Were I to be a more politicized activist, perhaps these tickets and positions would appeal to me more; as someone with a more objective and moderate background, however, I once again see flashbacks to the common consensus of 2016: we are faced with choosing the lesser of two evils. Do we go with an incumbent who holds on to tradition and the most right-wing of “family values,” albeit with a gallon’s worth of ignorance regarding institutional cracks to chug on; or do we take a dive into most uncertain waters with a challenger who, at worst, is a vehicle of political extremism and constitutional undermining in the clothes of a white-haired traditionalist? 

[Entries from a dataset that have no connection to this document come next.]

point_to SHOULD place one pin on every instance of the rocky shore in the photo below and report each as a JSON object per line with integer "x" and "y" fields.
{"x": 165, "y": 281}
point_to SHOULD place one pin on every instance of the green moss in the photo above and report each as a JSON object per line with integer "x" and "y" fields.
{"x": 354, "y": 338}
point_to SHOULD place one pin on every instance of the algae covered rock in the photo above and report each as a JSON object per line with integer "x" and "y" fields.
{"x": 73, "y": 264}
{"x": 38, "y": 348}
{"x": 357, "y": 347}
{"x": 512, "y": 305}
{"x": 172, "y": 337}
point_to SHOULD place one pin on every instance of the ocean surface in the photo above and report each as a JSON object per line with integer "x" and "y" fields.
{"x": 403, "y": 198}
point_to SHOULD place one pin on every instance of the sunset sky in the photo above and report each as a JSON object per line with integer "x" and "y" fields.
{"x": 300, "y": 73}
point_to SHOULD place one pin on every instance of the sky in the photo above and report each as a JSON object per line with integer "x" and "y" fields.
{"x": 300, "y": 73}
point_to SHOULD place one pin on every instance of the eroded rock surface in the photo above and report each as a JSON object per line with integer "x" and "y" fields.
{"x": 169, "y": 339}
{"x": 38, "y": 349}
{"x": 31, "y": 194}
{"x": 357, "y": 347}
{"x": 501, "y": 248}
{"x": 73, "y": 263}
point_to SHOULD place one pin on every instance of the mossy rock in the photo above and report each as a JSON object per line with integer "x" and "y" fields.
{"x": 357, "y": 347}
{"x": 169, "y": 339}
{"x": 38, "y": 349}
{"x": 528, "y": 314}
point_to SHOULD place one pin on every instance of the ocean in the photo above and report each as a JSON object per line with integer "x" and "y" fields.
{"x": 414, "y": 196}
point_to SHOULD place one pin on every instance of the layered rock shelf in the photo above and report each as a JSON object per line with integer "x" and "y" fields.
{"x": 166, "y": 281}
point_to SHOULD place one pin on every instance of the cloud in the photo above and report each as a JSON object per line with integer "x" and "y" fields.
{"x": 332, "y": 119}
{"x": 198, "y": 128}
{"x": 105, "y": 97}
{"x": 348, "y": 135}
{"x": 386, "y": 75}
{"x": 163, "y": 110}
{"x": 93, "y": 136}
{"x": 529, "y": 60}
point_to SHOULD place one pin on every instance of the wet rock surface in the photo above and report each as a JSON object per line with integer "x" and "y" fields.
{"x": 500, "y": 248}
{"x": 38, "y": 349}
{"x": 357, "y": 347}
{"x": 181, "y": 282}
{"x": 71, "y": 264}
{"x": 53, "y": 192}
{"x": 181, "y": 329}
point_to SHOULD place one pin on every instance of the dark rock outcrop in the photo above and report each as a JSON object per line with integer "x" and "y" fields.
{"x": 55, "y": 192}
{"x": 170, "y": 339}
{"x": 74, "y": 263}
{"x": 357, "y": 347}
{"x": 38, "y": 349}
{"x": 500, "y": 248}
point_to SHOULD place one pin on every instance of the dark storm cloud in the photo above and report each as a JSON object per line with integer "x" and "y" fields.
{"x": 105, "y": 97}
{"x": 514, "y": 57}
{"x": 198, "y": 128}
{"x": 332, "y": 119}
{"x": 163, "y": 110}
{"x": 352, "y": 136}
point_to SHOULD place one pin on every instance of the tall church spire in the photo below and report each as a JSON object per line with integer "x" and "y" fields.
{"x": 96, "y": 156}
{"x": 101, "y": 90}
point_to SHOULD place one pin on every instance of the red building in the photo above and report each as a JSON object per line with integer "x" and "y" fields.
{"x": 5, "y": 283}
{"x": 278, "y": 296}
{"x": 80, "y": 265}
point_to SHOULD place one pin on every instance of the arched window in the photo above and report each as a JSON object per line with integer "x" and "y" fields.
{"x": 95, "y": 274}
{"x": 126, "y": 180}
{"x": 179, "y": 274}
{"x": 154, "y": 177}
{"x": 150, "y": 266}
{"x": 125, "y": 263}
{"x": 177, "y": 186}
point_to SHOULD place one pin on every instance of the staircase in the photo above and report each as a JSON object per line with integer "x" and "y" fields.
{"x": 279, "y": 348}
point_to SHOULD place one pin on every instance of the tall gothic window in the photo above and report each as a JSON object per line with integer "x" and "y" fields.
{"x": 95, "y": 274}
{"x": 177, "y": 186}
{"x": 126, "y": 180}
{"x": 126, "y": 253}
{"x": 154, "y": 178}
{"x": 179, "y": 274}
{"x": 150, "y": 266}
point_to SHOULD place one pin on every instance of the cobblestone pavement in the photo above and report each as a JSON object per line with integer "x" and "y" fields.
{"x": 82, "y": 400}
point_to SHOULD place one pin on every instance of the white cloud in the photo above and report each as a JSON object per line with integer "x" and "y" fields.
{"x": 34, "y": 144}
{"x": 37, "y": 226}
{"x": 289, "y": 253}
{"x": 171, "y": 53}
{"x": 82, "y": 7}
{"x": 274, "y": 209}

And what can moderates do to ensure that future elections instead pit two goods against the evils of the outside world, you may ask? I will let Jefferson answer for me:  

When in the Course of human events, it becomes necessary for one people to dissolve the political bands which have connected them with another, and to assume among the powers of the earth, the separate and equal station to which the Laws of Nature and of Nature’s God entitle them, a decent respect to the opinions of mankind requires that they should declare the causes which impel them to the separation…Governments long established should not be changed for light and transient causes; and accordingly all experience hath shewn, that mankind are more disposed to suffer, while evils are sufferable, than to right themselves by abolishing the forms to which they are accustomed. 

While 2020 will not be our year, it can be the beginning of a new tomorrow; regardless of who wins on Nov. 3, we must act now to break down the infighting and elect representatives, senators and presidents who respect the intelligence of their voters, voters who care not for the overwrought political wars that consume our current legislators, and only for the beautiful and unifying results they can create when harmony conquers harm and the centuries-old balance of American greatness is restored. 

In other words, it is time to take the spotlight back from the fringes and shine it where the light deserves to be the most: in the middle of it all.